Проснулся он в замешательстве. Где-то хрипло, как удавленный младенец, распевал горловые трели потомок знакомых ему с детства петухов, и на секунду он подумал, что сейчас рассвет. За стенами смеялись и перекликались детские голоса. Съехалась всё семейство – должно быть, дело шло к вечеру. Почти все стены комнаты, сколоченные из грубых досок и крытые жестью, занимали большие окна, так что Минь отодвинул сетку, сел и увидел в нескольких метрах надгробия, под которыми покоились оба его двоюродных дедушки. В этой самой постели он спал со своим младшим братом.
Запах от простыней шёл свежий, но они покрывали всё тот же самый матрас, остро бьющий в нос затхлым духом пера и застарелого пота, а над головой была та же самая оцинкованная жесть для выпечки, под которую переселились они с Тху, когда умерла их мать, в семье, которая не была им родной семьёй. Положение чужаков сблизило их друг с другом настолько, насколько бывают близки только дети, лишённые всякого понимания того, что время когда-нибудь раскидает их в разные стороны.
В пять часов вечера дядя Хюи созвал семью в гостиной.

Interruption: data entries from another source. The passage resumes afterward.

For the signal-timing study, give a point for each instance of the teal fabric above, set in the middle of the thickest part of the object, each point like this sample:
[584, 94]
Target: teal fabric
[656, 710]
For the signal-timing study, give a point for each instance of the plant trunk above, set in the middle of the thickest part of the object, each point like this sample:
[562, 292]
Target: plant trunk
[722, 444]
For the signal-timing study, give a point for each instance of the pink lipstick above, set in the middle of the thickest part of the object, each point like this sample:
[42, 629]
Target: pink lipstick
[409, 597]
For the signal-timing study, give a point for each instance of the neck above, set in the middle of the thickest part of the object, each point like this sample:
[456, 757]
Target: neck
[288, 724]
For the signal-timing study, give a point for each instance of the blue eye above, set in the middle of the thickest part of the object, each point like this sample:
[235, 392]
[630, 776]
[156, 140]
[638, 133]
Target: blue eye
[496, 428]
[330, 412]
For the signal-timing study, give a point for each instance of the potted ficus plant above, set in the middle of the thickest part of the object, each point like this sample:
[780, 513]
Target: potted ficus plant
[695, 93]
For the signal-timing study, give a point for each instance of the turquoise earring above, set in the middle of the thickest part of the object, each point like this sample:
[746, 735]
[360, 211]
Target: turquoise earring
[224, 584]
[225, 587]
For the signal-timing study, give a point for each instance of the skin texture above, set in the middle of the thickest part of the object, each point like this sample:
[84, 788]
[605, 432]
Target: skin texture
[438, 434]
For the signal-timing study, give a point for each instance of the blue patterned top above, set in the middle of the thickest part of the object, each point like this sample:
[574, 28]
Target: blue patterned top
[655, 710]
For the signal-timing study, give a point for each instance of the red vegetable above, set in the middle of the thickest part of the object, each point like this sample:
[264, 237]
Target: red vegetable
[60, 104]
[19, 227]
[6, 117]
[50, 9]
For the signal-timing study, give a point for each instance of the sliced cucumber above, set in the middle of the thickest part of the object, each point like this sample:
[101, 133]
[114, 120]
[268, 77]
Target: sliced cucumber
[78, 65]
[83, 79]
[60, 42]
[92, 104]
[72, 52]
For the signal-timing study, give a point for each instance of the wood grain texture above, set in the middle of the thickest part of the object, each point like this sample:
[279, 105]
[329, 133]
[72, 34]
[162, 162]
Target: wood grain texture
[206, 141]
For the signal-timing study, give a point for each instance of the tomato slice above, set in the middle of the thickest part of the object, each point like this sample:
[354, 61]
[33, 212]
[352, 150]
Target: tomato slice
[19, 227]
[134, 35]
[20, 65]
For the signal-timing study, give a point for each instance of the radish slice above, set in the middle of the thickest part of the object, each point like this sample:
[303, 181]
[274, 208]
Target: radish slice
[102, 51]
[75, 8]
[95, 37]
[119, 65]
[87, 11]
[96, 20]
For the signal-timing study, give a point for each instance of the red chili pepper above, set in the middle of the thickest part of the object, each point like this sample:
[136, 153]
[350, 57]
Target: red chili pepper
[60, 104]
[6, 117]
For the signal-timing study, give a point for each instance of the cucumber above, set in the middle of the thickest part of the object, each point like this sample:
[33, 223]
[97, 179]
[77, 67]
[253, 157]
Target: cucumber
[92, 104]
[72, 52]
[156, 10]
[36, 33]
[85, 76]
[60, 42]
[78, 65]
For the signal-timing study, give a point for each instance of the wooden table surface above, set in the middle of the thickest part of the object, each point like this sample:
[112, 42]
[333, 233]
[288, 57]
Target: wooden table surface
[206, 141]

Все стали ждать, пока он зажжёт свечи у алтаря перед домом, двигаясь среди своих авокадовых и кумкватовых деревьев, лавируя между соседских брюк, блузок и футболок, которые сушились на разноцветных пластмассовых вешалках на ограде из сетки. Он поклонился духам предков, вошёл в гостиную, никого не поприветствовав, прошествовал через весь дом, чтобы постоять перед могильными памятниками на заднем дворе, а потом вернулся и положил на пол во главе залы две подушки. Скрестил ноги и сел перед ними, не сгибая спины. Остальные – дети, тётушки, двоюродные братья и сёстры, вся семья, над которой он главенствовал, – расселись вдоль стен, самые младшие – за пределами комнаты, окружив оба крылечных столба и прислонившись к ним спинами, словно пленники, привязанные к деревьям. Вся семья, не говоря ни слова, внимала дядиным речам. Обратился он лично к Миню.